Is that current, or can I download something which duplicates the CMB on my other two programs?
Thanks for responding, LOW.
As you enter new instruments on the NATIVE INSTRUMENT AUDIO UNIT SETUP, a search spotlight
opens up to initiate a search(for that instrument.) This occurs on both my Jazz & GPO, but is automatic on the CMB.
I have the opposite problem. JABB and GPO have always found the instruments. CoMB on both my x32 and x64 partitions always wants to search for the .wav files. It's pointed to the correct location but still gives me this issue.
----I don't get what you guys are talking about---?
All my Garritan libraries (GPO, JABB, CMB and The Strad) behave the same way. I open KP2, I select a library, I select an instrument, and it loads. -
Hey Randy, they're referring to something becoming screwy between the nki instrument definition files and the sample directories. Bascially, the instrument definition file starts loading the wav samples and runs into a problem when it can't find FluteC3.wav in the right directory. So, it opens a second window that gives you the option of searching for the file manually or running an autosearch.
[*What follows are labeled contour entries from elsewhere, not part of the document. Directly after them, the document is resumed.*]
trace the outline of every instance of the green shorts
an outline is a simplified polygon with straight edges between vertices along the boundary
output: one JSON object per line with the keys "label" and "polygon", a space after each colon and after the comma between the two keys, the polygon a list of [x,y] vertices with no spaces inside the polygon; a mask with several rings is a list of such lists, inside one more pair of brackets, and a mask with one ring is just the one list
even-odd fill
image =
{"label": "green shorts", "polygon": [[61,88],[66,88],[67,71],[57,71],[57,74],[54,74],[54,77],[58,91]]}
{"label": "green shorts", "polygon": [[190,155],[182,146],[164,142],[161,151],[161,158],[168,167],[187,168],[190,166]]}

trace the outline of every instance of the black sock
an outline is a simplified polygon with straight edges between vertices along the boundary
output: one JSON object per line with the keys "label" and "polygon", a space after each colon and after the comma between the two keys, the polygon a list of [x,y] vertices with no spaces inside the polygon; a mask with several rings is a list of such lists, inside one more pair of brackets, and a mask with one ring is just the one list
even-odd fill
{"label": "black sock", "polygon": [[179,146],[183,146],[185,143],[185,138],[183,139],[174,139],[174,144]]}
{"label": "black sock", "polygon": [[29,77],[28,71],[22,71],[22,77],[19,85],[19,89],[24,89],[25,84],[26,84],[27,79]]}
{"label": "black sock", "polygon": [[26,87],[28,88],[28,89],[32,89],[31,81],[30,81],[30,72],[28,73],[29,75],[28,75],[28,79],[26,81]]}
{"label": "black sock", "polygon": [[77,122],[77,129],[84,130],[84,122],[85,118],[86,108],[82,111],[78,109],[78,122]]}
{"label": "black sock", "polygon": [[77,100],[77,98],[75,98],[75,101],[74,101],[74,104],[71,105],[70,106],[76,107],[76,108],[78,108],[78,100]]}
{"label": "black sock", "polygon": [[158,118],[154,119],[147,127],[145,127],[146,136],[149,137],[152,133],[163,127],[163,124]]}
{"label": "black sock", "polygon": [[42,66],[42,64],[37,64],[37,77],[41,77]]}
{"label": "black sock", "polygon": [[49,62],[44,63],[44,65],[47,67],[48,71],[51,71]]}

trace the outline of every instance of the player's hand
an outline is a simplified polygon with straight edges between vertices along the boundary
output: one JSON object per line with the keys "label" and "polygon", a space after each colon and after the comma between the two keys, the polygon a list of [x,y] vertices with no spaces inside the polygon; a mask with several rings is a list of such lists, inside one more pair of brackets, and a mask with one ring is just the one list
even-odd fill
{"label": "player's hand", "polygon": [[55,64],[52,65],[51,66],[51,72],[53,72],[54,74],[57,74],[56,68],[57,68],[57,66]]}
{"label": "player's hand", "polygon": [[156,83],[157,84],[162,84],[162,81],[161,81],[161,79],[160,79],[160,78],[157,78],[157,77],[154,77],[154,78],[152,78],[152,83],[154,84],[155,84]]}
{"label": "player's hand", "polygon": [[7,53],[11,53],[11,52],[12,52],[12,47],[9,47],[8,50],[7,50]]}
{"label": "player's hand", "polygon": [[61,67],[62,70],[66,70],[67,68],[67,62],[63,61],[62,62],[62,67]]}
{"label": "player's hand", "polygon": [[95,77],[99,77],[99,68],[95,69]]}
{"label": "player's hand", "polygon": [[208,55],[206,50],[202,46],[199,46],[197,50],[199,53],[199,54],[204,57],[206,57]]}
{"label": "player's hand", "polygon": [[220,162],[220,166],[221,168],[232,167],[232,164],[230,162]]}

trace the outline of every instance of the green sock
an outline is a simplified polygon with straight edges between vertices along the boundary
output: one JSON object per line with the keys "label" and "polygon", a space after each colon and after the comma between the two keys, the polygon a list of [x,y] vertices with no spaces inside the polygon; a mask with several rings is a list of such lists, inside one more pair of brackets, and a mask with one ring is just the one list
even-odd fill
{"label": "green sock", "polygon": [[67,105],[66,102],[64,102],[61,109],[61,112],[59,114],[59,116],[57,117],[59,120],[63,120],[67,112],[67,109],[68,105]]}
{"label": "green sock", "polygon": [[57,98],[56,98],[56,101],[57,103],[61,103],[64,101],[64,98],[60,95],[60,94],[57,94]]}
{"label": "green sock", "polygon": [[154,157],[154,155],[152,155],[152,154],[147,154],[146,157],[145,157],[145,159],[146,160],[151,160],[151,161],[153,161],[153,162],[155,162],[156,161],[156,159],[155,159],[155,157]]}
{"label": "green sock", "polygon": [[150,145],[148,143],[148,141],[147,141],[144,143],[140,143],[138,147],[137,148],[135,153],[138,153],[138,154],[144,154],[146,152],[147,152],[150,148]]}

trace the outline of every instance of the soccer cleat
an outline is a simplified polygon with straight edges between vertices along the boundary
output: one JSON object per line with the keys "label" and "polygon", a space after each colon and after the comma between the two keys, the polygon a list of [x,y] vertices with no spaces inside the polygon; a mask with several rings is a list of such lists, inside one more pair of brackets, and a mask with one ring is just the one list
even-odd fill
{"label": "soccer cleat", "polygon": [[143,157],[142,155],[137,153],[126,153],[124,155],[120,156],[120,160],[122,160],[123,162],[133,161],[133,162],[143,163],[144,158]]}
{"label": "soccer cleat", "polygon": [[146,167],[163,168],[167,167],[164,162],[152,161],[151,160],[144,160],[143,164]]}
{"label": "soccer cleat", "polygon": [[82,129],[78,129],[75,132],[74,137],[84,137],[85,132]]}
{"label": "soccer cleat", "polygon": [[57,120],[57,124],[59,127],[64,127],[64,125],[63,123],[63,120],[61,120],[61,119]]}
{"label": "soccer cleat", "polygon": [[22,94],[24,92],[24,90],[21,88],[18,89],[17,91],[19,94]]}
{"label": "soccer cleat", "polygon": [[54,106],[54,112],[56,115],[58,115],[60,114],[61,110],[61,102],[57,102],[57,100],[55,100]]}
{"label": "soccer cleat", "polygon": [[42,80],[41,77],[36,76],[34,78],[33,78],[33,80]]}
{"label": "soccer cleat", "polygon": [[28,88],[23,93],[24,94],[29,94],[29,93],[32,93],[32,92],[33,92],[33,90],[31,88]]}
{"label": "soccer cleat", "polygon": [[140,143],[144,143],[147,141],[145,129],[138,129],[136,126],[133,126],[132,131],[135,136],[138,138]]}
In Gary and Jim's cases, the samples are seemingly in the correct directory, but the definition file still can't find them. It's odd behavior, though I suspect it can be remedied by opening up the patch in Kontakt 2 (and possibly Kontakt Player 2) and re-saving it. I'm not sure whether the "Use absolute sample path" option should be checked, but you might try it both ways and see which works. (I think it should be checked, so that as long as you don't move the path to the nks monolith files, K2 knows exactly where they are.)
I would think so - That's the way my KP2 is, and I think it's the default--? --Why have that unchecked?
Unchecking it allows you to move folders around on your system. It applies more to open libraries where the samples are not locked. It preserves the relative position of subfolders, so you could move your "Celtiberic War Horn" nki's from C:\WarHorn to C:\Ethnic\WarHorn and, provided WarHorn.nki was within the WarHorn folder, when the nki went to load HornC4.wav it would look for the wave file in a path relative from the nki. It would know to find the sample as [wherever warhorn.nki is]\samples\HornC4.wav, where in an absolute path it would look for it in C:\WarHorn\samples\HornC4.wav.
Absolute paths are handy when you are uncertain where the nki's will end up but know where the samples will be, while relative structures are good when you know the nki is going to stay in the same folder structure as the sample.